Wednesday 30 January 2013

The big (and I do mean BIG) project

Righto, folks, it's time to explain why I've been so slack on the posting front of late. I've been leading a double life. That's right. While you've been here, patiently waiting for me to come home by dinner time, I've been off cavorting with another blog.
About having babies. 
Which we'll be doing in June.
If you want to check out how we got ourselves into this situation, head over to The Pretzel Project.
To avoid all mention of babies, waistlines, IVF, and the ridiculous nature of Nature, then maybe just stay here. I'll try to keep it clean for you all.
x T.
Is it just me, or does this person look dubious about proceedings?
 

Monday 28 January 2013

Fires, floods and the end of the 'typical' Aussie summer

It seems every year or two, Australian weather stories dominate the news over here in Canada. Phrases like "once in 100 year event" have lost all meaning as massive fires quickly follow other infernos, and now another flood is swamping Queensland. 
The people at home are showing a startling resilience in the face of all this, creating "mud armies" to help each other face the onslaught. Creeks have become rivers, towns that have just recovered from the 2011 floods are setting new flood records - again - and in the north, Bundaberg is forcing people to evacuate from waters strong enough to uproot trees. 
It's crazy, especially coming on the back of ferocious bushfires that affected most of the nation just weeks ago. It's enough to make one feel guilty for planting oneself in oh-so-protected southern Ontario, where the only dangers seem to be black ice and the occasional tornado. 
Overall the rivers and inundated coastlines won't grossly impact the lives of all that many people. But it's got to be a strange and startling time. (Not to mention wet. So bloody wet!) 
But the most sobering aspect is the new normalcy that is developing. Massive storms. Near-monsoonal rains. Fires and soaring temps. The occasional is now the common, while the rare becomes an all-too-familiar face. 
What lies ahead? That's what really must have people scared right now. 

Tuesday 8 January 2013

Inventing new levels of crazy Down Under

When I visited my delightful homeland in 2007, the powers-that-be in south-east Queensland were busy inventing new levels of water restrictions. The region of 2+ million people only had a couple of months of fresh wet stuff left, so the four-level water restrictions suddenly received a level 5. No baths. No outdoor water use, especially car washing. 2-minute showers. It was a kid's dreamland. As the drought wore on, there were murmurings of creating a level 6, but torrential rain came and flooded everything. (Handy!)

Then they updated the fire danger billboards that dot the countryside. Gone is the level 'none'. Instead, they start at 'moderate' and work their way up.  
Image: bushfireCRC.com
Now, the entire country is inventing new levels of heat alert. Forget the traditional get-the-F-out blood red of the old-school heat maps. Now they've added vibrant purple and neon pink to the mix. Which kind of does say 'get-the-F-out', but with extra pizzazz. 


Image: Australian Bureau of Meteorology
In case you were wondering, no, this isn't standard practice. When I was a kid, 37°C was an outlandish and rare high. Now my friends are sweltering through 40+° almost every summer, and it's triggering firestorms with startling regularity. (Although, to be fair, firestorms ain't nothing new Down Under.)

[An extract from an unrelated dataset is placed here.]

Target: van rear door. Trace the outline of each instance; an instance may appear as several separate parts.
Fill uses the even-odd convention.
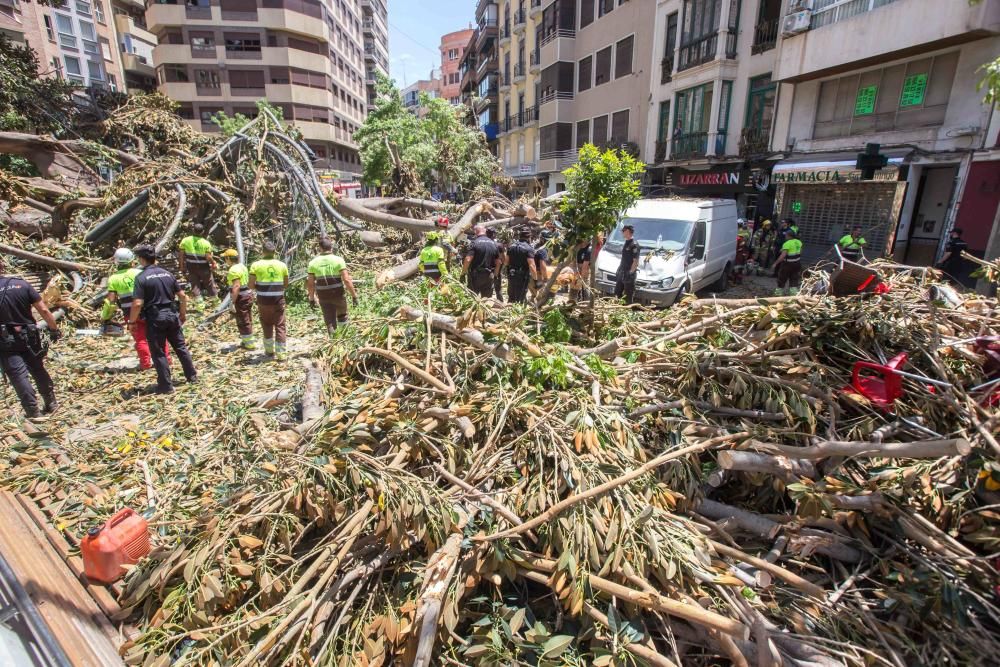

The bitter, sweltering irony is that the two nations that have apparently given most credence to climate-change-deniers are the U.S.A. and, you guessed it, Australia. Despite the fact that we're inventing new extremes on the fly for decades-old weather alerts, some people are still having a hard time coming round to the idea that all of that mining and deforestation and air-con and reliance on automobiles and other stupid, wasteful stuff is negatively impacting humans' ability to simply survive on that big, dry island. Reckon these new extremes might just help poke a hole in that delusion, though. Either that, or the hold-outs will just get more stubborn. 

So here's an idea: Don't just warn about weather extremes, Australia. Warn about stupidity extremes too! You can even use the same colour scheme to do it: Just gather up all the climate-change-deniers, mining advocates, car-loving air-con freaks and the rest, and clothe them all in vibrant purple and neon pink. If rational citizens can't beat tone environmental curse, at least they can get some help avoiding the other.